Tome mais músicas desconhecidas. Axl abrindo a boca, parecendo que iria engolir aquele microfone gigante. Eles seria um gay de sucesso. Quando ele apresentou o baterista, um cospaly de João Gordo dos EUA, eu achei que vinha um solo de bateria, mas foi pior, porque depois ele apresentou a um pianista que deu um solo de piano. O cara, um Kenny G do subúrbio, solou com os cabelos molhados na cara, pingando no piano. Foi meio nojento. Solo de piano no show do Guns é desaforo. Duvido que esses solos todos sejam para prestigiar os músicos, acho que foram apenas bons pretextos para ele ter tempo de consumir mais drogas. Podia pelo menos disfarçar e voltar com roupas novas, assim as pessoas achariam que ele estava trocando de roupa. Mas o que resta de neurônios no Axl ele deve usar para cantar e não deve sobrar muito mais.

Em um determinado momento, as luzes se apagaram. Eu não sabia se era defeito técnico (sabe como é, evento no Rio… a gente sempre pensa no pior) ou se era estilo. Vi Axl voltando com os olhos arregalados e coçando o nariz de uma forma muito suspeita. Emendou na música “You Could Be Mine”, bem difícil de cantar para quem não está em plena forma cardiorrespiratória. Axl sofreu, em determinado momento achei que ele fosse se cagar todo de tanta força que estava fazendo. Fiquei esperando aquela giradinha Zinho-Enceradeira que ele sempre faz nessa música mas não aconteceu. Tudo bem, se fosse para reviver o passado ele estaria em um short de lycra e essa cena com certeza não valeria a pena. A barriga do Axl estava tão grande e branca que se colocasse uma ameixa no umbigo ficava igualzinha a um manjar. Olho pro relógio, quatro e quinze da manhã. Axl tem mais fôlego que eu, estava caindo de sono. Axl deu mais uma saidinha do palco e deixou seus músicos pau no cu solando. Depois que ele fez o que tinha que fazer, voltou e emendou “November Rain” no piano. Apropriado, já continuava chovendo pra caralho.

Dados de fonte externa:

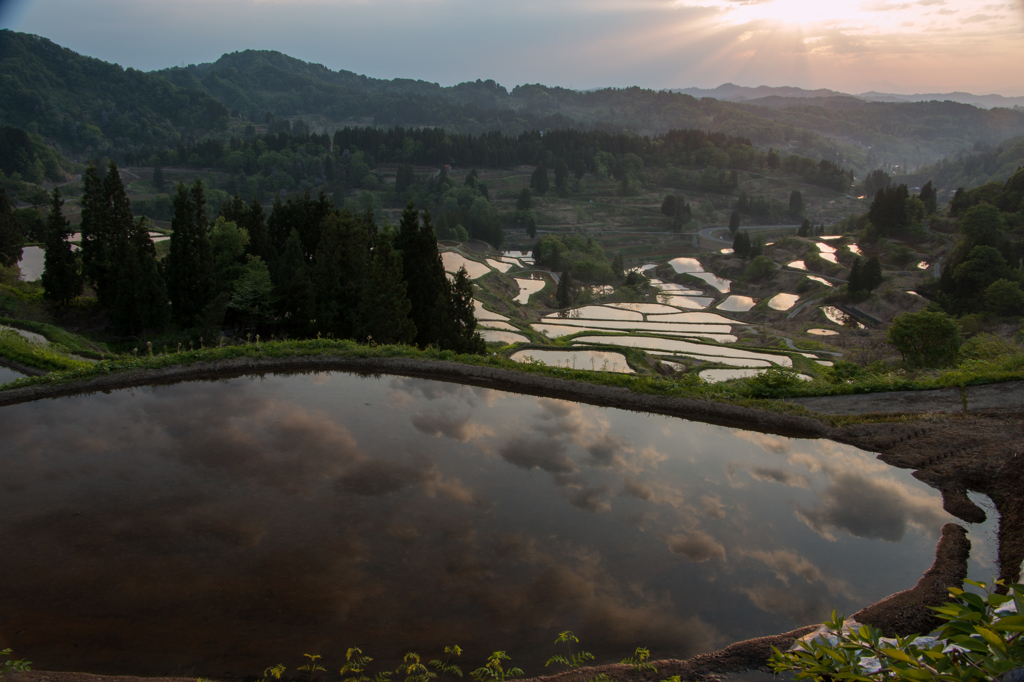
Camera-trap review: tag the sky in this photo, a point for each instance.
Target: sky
(919, 46)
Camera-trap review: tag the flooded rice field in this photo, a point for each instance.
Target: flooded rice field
(691, 302)
(840, 317)
(453, 261)
(492, 335)
(736, 304)
(214, 528)
(527, 288)
(782, 301)
(689, 348)
(7, 375)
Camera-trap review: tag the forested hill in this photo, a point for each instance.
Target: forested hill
(81, 102)
(868, 134)
(90, 108)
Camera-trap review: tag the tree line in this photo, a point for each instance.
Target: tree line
(305, 269)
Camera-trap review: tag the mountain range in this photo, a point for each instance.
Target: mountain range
(730, 92)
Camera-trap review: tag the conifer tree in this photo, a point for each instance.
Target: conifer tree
(340, 274)
(539, 179)
(11, 235)
(61, 280)
(295, 292)
(458, 322)
(140, 302)
(422, 270)
(93, 227)
(733, 221)
(189, 264)
(563, 295)
(386, 305)
(561, 176)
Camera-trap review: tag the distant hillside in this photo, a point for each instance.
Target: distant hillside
(90, 108)
(83, 103)
(985, 163)
(730, 92)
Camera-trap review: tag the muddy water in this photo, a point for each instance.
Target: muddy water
(214, 528)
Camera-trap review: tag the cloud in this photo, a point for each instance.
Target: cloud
(444, 423)
(801, 606)
(712, 506)
(635, 488)
(697, 547)
(589, 499)
(784, 562)
(779, 476)
(380, 477)
(535, 453)
(871, 508)
(770, 443)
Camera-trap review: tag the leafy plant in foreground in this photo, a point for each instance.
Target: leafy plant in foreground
(12, 665)
(445, 666)
(573, 661)
(639, 661)
(312, 667)
(981, 640)
(414, 670)
(355, 666)
(494, 670)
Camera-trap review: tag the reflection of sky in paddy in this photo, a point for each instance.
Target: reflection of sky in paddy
(491, 335)
(527, 288)
(217, 526)
(6, 375)
(782, 301)
(453, 261)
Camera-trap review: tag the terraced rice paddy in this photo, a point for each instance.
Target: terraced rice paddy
(689, 348)
(493, 336)
(782, 301)
(736, 304)
(580, 359)
(453, 261)
(527, 288)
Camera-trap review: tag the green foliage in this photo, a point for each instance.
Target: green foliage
(446, 667)
(311, 666)
(51, 357)
(773, 382)
(495, 671)
(980, 640)
(61, 281)
(576, 658)
(414, 670)
(11, 232)
(760, 268)
(12, 665)
(1005, 298)
(925, 339)
(639, 662)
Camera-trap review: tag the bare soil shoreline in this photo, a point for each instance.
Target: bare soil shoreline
(952, 453)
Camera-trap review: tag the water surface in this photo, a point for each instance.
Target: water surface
(214, 528)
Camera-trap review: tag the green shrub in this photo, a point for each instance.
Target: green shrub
(980, 641)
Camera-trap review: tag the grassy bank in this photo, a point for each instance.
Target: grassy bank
(761, 391)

Mesmo sendo uma música fácil de cantar, a voz dele continuou fraca. Vamos dar o benefício da dúvida ao Axl, talvez fosse a friagem. Estava chovendo, ele estava molhado e ele já é um senhorzinho com uma certa idade. Vendo ele de perfil ao piano pude perceber que ele estava com a bochechinha brilhante, típico de quem faz algum tipo de preenchimento. O rosto dele está tão mudado que não me espantaria se descobríssemos que na verdade era o Slash com chapinha fazendo uma pegadinha em cem mil pessoas. No meio da música ele pulou um pedaço, e errou ao letra ao retornar. Isso mesmo, chegou a vez dele cantar e ele se manteve em silêncio sob o olhar de wat dos músicos e quando retomou, voltou errado. Axl, faz assim: quando você estiver ofegante demais, ou doidão demais (ou ambos) para cantar, estica o microfone para o público e coloca a outra mão na orelha como quem quer ouvir, deixa que neguinho canta. Nem vão perceber que é truque para esconder que você não está conseguindo cantar. Segundo show do Guns que eu vou que ele erra a letra de November Rain, deve ter algo karmico com esta música.

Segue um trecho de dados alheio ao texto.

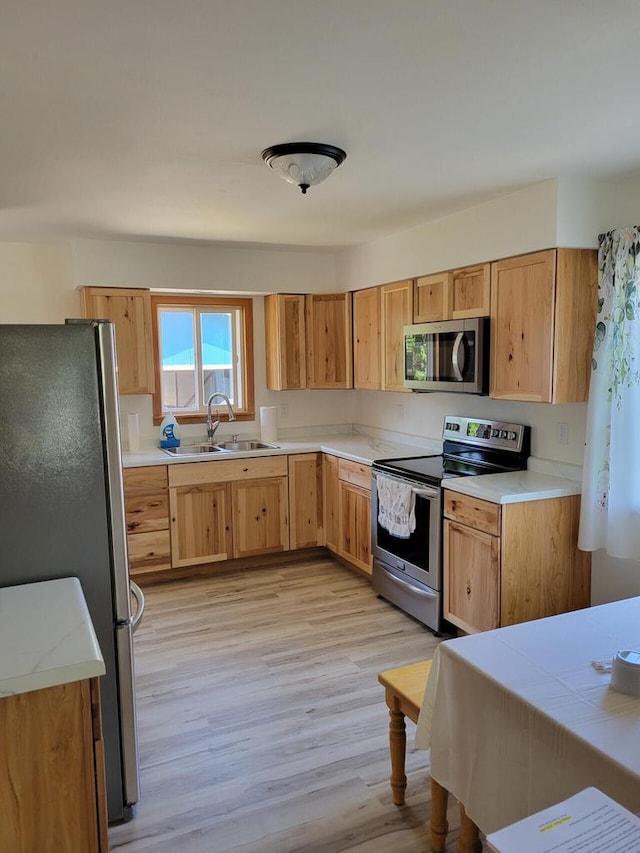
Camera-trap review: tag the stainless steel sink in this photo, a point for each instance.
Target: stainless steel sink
(193, 449)
(245, 445)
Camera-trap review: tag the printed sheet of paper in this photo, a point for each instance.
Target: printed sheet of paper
(589, 822)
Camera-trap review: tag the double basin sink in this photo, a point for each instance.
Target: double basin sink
(220, 447)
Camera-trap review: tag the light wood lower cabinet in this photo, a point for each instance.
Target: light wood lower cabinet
(348, 511)
(228, 508)
(510, 563)
(305, 500)
(147, 518)
(52, 784)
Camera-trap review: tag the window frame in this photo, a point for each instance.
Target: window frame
(247, 413)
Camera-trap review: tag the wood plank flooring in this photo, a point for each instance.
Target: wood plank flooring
(262, 726)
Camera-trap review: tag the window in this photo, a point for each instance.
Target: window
(202, 344)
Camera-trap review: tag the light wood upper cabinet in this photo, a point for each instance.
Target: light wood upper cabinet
(499, 570)
(543, 309)
(52, 784)
(452, 295)
(285, 342)
(366, 339)
(329, 340)
(129, 309)
(432, 297)
(305, 500)
(396, 312)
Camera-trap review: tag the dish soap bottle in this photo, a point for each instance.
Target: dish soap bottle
(169, 431)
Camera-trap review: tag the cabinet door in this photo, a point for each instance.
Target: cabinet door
(329, 340)
(260, 517)
(355, 525)
(432, 297)
(48, 772)
(471, 578)
(200, 523)
(331, 501)
(396, 311)
(522, 327)
(285, 342)
(305, 500)
(471, 292)
(366, 339)
(130, 312)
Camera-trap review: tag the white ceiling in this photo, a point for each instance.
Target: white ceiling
(146, 118)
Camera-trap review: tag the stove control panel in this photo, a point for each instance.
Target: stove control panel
(484, 433)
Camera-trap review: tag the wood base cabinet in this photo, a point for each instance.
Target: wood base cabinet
(147, 517)
(52, 783)
(510, 563)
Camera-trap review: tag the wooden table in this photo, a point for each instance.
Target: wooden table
(518, 719)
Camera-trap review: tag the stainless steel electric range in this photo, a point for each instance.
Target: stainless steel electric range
(408, 571)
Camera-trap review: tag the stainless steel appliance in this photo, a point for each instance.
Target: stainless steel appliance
(62, 505)
(408, 571)
(448, 356)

Mais um solo de guitarra, desta vez um nobody tocando a música tema da Pantera Cor de Rosa. Axl volta com a mesma roupa e cantando “Knockin on heavens door” com os olhos esbugalhados e petrificados. Parecia eu quando vejo uma lagartixa. Levantou o pedestal do microfone e tudo, como nos velhos tempos, mas depois ficou ofegante uns cinco minutos, daí pediu para o publico cantar junto (acho que no intervalo alguém deu a ele a orientação que eu sugeri no parágrafo acima). Enquanto ele berrava pude perceber que, assim como tantas outras celebridades, ele pesou a mão no clareamento dentário e seus dentes pareciam balas Mentex. Aquilo não é cor de dente de gente, fica medonho. Quem disse a essas pessoas que é bonito ter dente branco-geladeira? Depois ele perdeu tempo tocando “Nightrain”, música antiga que poucas pessoas conhecem e ninguém se importa.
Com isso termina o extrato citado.